Critical Path Project
- Website type: Interview Archive
- Available in: English
- Headquarters: Los Angeles, California, U.S.
- Owner: Artifact
- Creator: David Grabias
- Website: www.criticalpathproject.com
- Launched: July 23, 2012; 14 years ago
- Current status: Inactive

= Critical Path Project =

Video archive of video game developer interviews

The Critical Path Project (stylized CRITICAL///PATH) was a video archive of interviews with video game designers and developers.

Launched on July 23, 2012, Critical Path contained over 1,000 videos of interviews with over 100 developers, conducted between 2010 and 2016. According to director David Grabias, the project's goals include:

- To provide a documentary-based venue for critical discussion about the art of making video games.
- To provide developers with a place where they can come for inspiration.
- To provide players with insight into their game experience.
- To make gamers aware of the great minds behind the great games.
- To document the current state of game development for future generations.

Topics covered in the interviews include violence in games, methods of storytelling, game mechanics, player interaction, psychology behind playing games, commercialism in the industry, and the future of video games, among others.

All clips on the site were available for free viewing online, and there were plans to release a full-length documentary in the future.
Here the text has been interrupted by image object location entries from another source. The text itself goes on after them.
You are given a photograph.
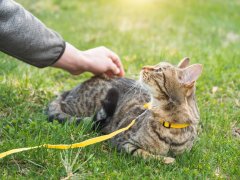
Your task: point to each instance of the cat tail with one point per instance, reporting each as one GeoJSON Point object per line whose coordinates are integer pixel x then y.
{"type": "Point", "coordinates": [109, 104]}
{"type": "Point", "coordinates": [54, 111]}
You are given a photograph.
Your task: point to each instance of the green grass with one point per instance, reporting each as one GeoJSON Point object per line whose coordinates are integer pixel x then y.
{"type": "Point", "coordinates": [141, 32]}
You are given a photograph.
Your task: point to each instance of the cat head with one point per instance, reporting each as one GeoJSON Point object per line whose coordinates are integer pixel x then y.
{"type": "Point", "coordinates": [172, 90]}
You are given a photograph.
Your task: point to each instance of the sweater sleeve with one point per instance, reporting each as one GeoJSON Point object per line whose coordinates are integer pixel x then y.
{"type": "Point", "coordinates": [26, 38]}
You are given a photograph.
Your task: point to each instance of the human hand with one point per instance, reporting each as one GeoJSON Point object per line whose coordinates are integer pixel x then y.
{"type": "Point", "coordinates": [98, 61]}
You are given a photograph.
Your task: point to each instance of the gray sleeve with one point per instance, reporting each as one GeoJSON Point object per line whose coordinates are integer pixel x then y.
{"type": "Point", "coordinates": [25, 37]}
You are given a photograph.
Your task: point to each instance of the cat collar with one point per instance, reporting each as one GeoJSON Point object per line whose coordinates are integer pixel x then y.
{"type": "Point", "coordinates": [167, 124]}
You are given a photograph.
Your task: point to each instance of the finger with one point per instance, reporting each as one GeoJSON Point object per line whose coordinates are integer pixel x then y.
{"type": "Point", "coordinates": [113, 67]}
{"type": "Point", "coordinates": [116, 60]}
{"type": "Point", "coordinates": [109, 73]}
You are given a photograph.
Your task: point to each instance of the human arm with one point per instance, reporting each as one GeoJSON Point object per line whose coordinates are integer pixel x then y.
{"type": "Point", "coordinates": [25, 37]}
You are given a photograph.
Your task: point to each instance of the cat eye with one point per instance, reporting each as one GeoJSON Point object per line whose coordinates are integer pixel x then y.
{"type": "Point", "coordinates": [157, 69]}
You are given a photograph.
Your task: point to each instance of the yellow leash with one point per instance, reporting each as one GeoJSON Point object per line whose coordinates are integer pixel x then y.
{"type": "Point", "coordinates": [70, 146]}
{"type": "Point", "coordinates": [92, 140]}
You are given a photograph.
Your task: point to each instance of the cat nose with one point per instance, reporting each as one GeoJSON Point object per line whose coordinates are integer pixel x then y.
{"type": "Point", "coordinates": [147, 68]}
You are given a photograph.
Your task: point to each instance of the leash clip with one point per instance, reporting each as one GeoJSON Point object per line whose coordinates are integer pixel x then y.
{"type": "Point", "coordinates": [167, 124]}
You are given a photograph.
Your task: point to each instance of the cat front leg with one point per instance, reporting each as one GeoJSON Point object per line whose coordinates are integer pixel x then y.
{"type": "Point", "coordinates": [146, 155]}
{"type": "Point", "coordinates": [138, 152]}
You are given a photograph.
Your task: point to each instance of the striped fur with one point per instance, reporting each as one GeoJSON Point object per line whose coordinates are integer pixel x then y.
{"type": "Point", "coordinates": [171, 92]}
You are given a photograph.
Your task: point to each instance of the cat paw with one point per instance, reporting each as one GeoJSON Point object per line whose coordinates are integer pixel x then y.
{"type": "Point", "coordinates": [168, 160]}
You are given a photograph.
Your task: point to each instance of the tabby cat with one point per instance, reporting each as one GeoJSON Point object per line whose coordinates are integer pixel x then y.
{"type": "Point", "coordinates": [117, 101]}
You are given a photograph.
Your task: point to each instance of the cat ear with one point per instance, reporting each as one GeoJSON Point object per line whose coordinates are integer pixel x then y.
{"type": "Point", "coordinates": [183, 63]}
{"type": "Point", "coordinates": [190, 74]}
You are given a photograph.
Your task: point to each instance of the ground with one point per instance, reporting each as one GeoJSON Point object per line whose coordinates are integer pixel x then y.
{"type": "Point", "coordinates": [142, 32]}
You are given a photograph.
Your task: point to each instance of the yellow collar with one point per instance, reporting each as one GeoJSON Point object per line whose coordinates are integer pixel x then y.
{"type": "Point", "coordinates": [168, 124]}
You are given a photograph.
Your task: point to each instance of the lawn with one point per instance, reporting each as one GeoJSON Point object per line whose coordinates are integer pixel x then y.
{"type": "Point", "coordinates": [142, 32]}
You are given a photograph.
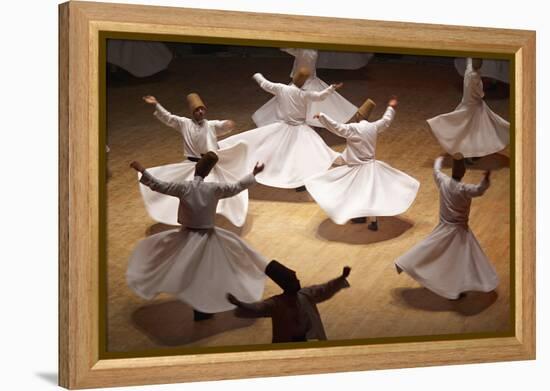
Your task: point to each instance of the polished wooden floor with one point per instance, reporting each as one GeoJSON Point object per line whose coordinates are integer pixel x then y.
{"type": "Point", "coordinates": [288, 226]}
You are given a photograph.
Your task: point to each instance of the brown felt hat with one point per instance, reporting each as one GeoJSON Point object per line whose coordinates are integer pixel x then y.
{"type": "Point", "coordinates": [206, 163]}
{"type": "Point", "coordinates": [280, 274]}
{"type": "Point", "coordinates": [366, 109]}
{"type": "Point", "coordinates": [194, 101]}
{"type": "Point", "coordinates": [301, 76]}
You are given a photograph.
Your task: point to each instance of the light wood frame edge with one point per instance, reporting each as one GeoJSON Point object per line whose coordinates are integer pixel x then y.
{"type": "Point", "coordinates": [79, 364]}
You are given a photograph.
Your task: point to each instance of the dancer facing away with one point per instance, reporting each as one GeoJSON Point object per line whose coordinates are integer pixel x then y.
{"type": "Point", "coordinates": [335, 105]}
{"type": "Point", "coordinates": [450, 260]}
{"type": "Point", "coordinates": [198, 263]}
{"type": "Point", "coordinates": [199, 136]}
{"type": "Point", "coordinates": [294, 314]}
{"type": "Point", "coordinates": [472, 129]}
{"type": "Point", "coordinates": [292, 151]}
{"type": "Point", "coordinates": [363, 186]}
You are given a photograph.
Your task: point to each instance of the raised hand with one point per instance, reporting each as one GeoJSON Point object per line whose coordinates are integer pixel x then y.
{"type": "Point", "coordinates": [232, 299]}
{"type": "Point", "coordinates": [346, 271]}
{"type": "Point", "coordinates": [258, 168]}
{"type": "Point", "coordinates": [150, 99]}
{"type": "Point", "coordinates": [137, 166]}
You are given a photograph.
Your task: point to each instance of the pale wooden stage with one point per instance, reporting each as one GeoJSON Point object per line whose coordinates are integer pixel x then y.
{"type": "Point", "coordinates": [288, 226]}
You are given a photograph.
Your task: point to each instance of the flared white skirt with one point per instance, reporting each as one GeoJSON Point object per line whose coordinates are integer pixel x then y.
{"type": "Point", "coordinates": [450, 261]}
{"type": "Point", "coordinates": [473, 130]}
{"type": "Point", "coordinates": [370, 189]}
{"type": "Point", "coordinates": [291, 153]}
{"type": "Point", "coordinates": [335, 106]}
{"type": "Point", "coordinates": [230, 168]}
{"type": "Point", "coordinates": [198, 267]}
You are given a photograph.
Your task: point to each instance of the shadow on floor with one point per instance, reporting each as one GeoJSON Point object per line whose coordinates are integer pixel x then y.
{"type": "Point", "coordinates": [171, 323]}
{"type": "Point", "coordinates": [48, 377]}
{"type": "Point", "coordinates": [388, 228]}
{"type": "Point", "coordinates": [421, 298]}
{"type": "Point", "coordinates": [267, 193]}
{"type": "Point", "coordinates": [495, 161]}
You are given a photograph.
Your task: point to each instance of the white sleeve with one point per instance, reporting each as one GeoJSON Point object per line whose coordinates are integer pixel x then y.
{"type": "Point", "coordinates": [220, 127]}
{"type": "Point", "coordinates": [477, 190]}
{"type": "Point", "coordinates": [166, 117]}
{"type": "Point", "coordinates": [266, 85]}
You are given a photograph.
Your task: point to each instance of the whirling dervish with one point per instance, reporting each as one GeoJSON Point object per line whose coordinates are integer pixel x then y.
{"type": "Point", "coordinates": [450, 261]}
{"type": "Point", "coordinates": [335, 105]}
{"type": "Point", "coordinates": [291, 149]}
{"type": "Point", "coordinates": [198, 263]}
{"type": "Point", "coordinates": [472, 129]}
{"type": "Point", "coordinates": [363, 186]}
{"type": "Point", "coordinates": [199, 136]}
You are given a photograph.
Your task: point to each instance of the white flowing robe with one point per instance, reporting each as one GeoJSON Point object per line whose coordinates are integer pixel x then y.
{"type": "Point", "coordinates": [199, 263]}
{"type": "Point", "coordinates": [364, 186]}
{"type": "Point", "coordinates": [472, 128]}
{"type": "Point", "coordinates": [291, 150]}
{"type": "Point", "coordinates": [450, 260]}
{"type": "Point", "coordinates": [198, 138]}
{"type": "Point", "coordinates": [335, 105]}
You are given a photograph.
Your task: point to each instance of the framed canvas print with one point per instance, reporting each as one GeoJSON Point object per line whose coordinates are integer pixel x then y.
{"type": "Point", "coordinates": [247, 195]}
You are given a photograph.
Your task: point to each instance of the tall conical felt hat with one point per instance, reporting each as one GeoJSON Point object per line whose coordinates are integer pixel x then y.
{"type": "Point", "coordinates": [194, 101]}
{"type": "Point", "coordinates": [366, 109]}
{"type": "Point", "coordinates": [280, 274]}
{"type": "Point", "coordinates": [301, 76]}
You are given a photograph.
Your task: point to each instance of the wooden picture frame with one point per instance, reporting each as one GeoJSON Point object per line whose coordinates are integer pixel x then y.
{"type": "Point", "coordinates": [81, 25]}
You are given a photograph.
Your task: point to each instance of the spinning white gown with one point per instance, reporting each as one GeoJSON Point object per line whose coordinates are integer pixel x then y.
{"type": "Point", "coordinates": [450, 260]}
{"type": "Point", "coordinates": [495, 69]}
{"type": "Point", "coordinates": [199, 263]}
{"type": "Point", "coordinates": [335, 105]}
{"type": "Point", "coordinates": [364, 186]}
{"type": "Point", "coordinates": [290, 149]}
{"type": "Point", "coordinates": [472, 129]}
{"type": "Point", "coordinates": [198, 139]}
{"type": "Point", "coordinates": [140, 58]}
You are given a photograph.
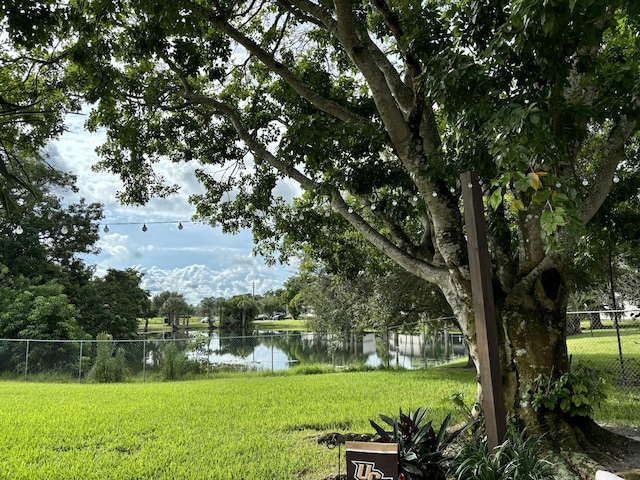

According to its copyright notice, the site shut down in 2016, so the latter never happened. As of 2026, all the videos from the now inactive website are available on the Critical Path YouTube channel.

==Interview Subjects==
The site currently features video clips with interviews from the following notable developers, among others:

- Ernest Adams
- Brian Allgeier
- Stig Asmussen
- Chris Avellone
- Daniel Benmergui
- Cliff Bleszinski
- Ian Bogost
- Nolan Bushnell
- David Cage
- John Carmack
- Jenova Chen and Kellee Santiago
- Brendon Chung
- Michael Condrey
- N'Gai Croal
- Don Daglow
- Patrice Désilets
- Denis Dyack
- Noah Falstein
- Josef Fares
- Tracy Fullerton
- Toby Gard
- Richard Garriott
- Steve Gaynor
- Ron Gilbert
- Auriea Harvey
- Trip Hawkins
- Chris Hecker
- David Helgason
- Richard Hilleman
- Clint Hocking
- Todd Howard
- Rod Humble
- Robin Hunicke
- Kenji Inafune
- Toru Iwatani
- Marcin Iwinski
- Daniel James
- David Jones
- Hideo Kojima
- Raph Koster
- Frank Lantz
- Ken Levine
- Laralyn McWilliams
- Jordan Mechner
- Sid Meier
- Peter Molyneux
- Ray Muzyka and Greg Zeschuk
- Frank O'Connor
- Yoshinori Ono
- Rob Pardo
- Randy Pitchford
- Rhianna Pratchett
- Zoë Quinn
- Amir Rao
- Siobhan Reddy
- Warren Robinett
- Jason Rohrer
- Tim Schafer
- Jesse Schell
- Glen Schofield
- Harvey Smith
- Warren Spector
- Joseph Staten
- Davey Wreden
- Will Wright
- Brianna Wu
- Vince Zampella
- Eric Zimmerman

==Discussion==
A few quotes from the site have raised discussions between critics and fans alike. For example, Metal Gear Solid Director Hideo Kojima (famous for his cinematic narrative scenes) mentions that he's "not trying to tell a story." Sid Meier says he's "failed as a designer" when players use cheats, causing some stir with gamers when they discovered an all-powerful Sid Meier character in the latest Firaxis release, X-COM: Enemy Unknown.

The archive presents a variety of differing opinions from developers. For example, Cliff Bleszinski speaks about creating empowerment fantasies for players, while Warren Spector condemns the practice. Sid Meier says that "micromanagement is not fun" and other developers, like Fable's Peter Molyneux, Ultima's Richard Garriott, and others attempt to create games that give the player as much freedom and decision-making as possible.